Mypy Type Checking Tests

The project includes custom pytest handlers for testing mypy type checking behavior. These tests ensure that the wrapt library's type annotations work correctly and produce expected mypy error messages. Note that mypy must exist in your PATH else the tests related to type checking which be skipped.

Test File Convention

Mypy tests follow a specific naming pattern in the tests/mypy/ directory:

  • Test files: mypy_*.py - Python files containing code to be type-checked
  • Expected output files: mypy_*.out - Files containing the expected mypy output

How Mypy Tests Work

The custom test handler in conftest.py automatically discovers pairs of mypy_*.py and mypy_*.out files and:

  1. Runs mypy --show-error-codes --python-version X.Y on the .py file
  2. Compares the actual output with the expected output in the .out file
  3. Fails the test if the outputs don't match

These tests only run on Python 3.9+ to ensure consistent mypy behavior.

Creating New Mypy Tests

To create a new mypy test case:

  1. Create the test file: Write a Python file with the code you want to type-check:

    # Create tests/mypy/mypy_your_test_name.py
  2. Review output from test: Review the test output to ensure it contains the expected error messages and type information:

    just view-mypy-test mypy_your_test_name
  3. Save the expected output: Run mypy to capture the expected output, by running:

    just save-mypy-test mypy_your_test_name
  4. Verify the output: Check the output from running the test against expected output, by running:

    just check-mypy-test mypy_your_test_name
  5. Run the test: The test will automatically be discovered and run with pytest:

    uv run pytest tests/ -k mypy_your_test_name

Example

The existing mypy_function_wrapper.py test demonstrates type checking for FunctionWrapper:

from wrapt import FunctionWrapper

def f(a: bool, b: str) -> int:
    return 1

def standard_wrapper(wrapped, instance, *args, **kwargs):
    pass

f1 = FunctionWrapper(f, standard_wrapper)
reveal_type(f1)  # Should reveal the original function's type

result1a: int = f1(True, "test")     # Valid usage
result1b: str = f1(1, None)         # Invalid usage - should error

The corresponding mypy_function_wrapper.out file contains the expected mypy output, including:

  • Type revelation notes
  • Assignment errors
  • Argument type errors
  • Error codes for each issue

This approach ensures that the wrapt library's type annotations behave consistently and provide helpful error messages to users.

Development Workflow

Testing During Development

For quick testing during development, you can:

  1. Run all tests against all Python versions:

    just test
  2. Test a specific Python version you're working with:

    just test-version 3.11
  3. Run legacy tests if needed:

    just test-tox
  4. Run type checking across all Python versions:

    just test-mypy
  5. Run type checking for a specific Python version:

    just test-mypy-version 3.11

Adding New Tests

When adding new test files:

  1. Standard unit tests: Use the test_*.py naming convention for general tests
  2. Version-specific tests: Use the test_*_pyXX.py convention if your test requires features from a specific Python version
  3. Mypy type tests: Use the mypy_*.py naming convention for type checking tests (see the Mypy Type Checking Tests section above)
  4. The version detection is automatic - no additional configuration needed

Test Dependencies

Test dependencies are managed in pyproject.toml.
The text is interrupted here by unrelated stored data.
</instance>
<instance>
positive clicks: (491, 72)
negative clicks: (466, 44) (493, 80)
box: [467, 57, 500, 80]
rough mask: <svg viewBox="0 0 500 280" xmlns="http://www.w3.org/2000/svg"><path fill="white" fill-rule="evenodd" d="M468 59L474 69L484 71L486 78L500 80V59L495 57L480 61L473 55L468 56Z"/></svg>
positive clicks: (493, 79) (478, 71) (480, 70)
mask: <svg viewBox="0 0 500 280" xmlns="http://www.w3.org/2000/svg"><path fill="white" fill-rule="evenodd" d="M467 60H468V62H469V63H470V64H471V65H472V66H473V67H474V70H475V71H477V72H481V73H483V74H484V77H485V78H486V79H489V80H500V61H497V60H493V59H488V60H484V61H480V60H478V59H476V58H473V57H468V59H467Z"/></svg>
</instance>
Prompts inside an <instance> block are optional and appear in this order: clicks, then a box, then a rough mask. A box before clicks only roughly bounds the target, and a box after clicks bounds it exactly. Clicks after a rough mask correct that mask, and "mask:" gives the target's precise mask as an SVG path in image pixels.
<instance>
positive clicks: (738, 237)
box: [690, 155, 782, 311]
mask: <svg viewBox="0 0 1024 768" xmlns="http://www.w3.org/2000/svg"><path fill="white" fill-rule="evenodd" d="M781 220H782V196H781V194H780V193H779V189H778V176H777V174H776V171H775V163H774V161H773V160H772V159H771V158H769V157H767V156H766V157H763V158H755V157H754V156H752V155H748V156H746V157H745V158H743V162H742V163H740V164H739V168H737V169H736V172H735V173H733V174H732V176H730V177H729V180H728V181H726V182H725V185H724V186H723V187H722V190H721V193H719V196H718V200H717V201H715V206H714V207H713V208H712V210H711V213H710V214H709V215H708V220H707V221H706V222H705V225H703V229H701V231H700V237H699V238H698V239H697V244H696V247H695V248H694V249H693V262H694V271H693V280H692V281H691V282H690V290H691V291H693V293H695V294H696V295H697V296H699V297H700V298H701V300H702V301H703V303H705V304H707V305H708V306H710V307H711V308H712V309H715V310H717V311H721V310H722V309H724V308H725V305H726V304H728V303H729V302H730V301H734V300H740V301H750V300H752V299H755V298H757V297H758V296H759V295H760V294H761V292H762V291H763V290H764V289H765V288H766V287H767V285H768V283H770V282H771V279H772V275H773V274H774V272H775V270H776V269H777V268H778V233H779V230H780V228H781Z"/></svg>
The main requirements are:

  • pytest - For running unit tests

If running tox or mypy tests, it is assumed that these are installed as a tool using uv tool install command (or any other available method) and available in your PATH.

Continuous Integration

The project uses GitHub Actions for automated testing. Tests are triggered on:

  • Release tags
  • Pull requests
  • Workflow dispatch

The CI system runs the full test suite across all supported Python versions and platforms.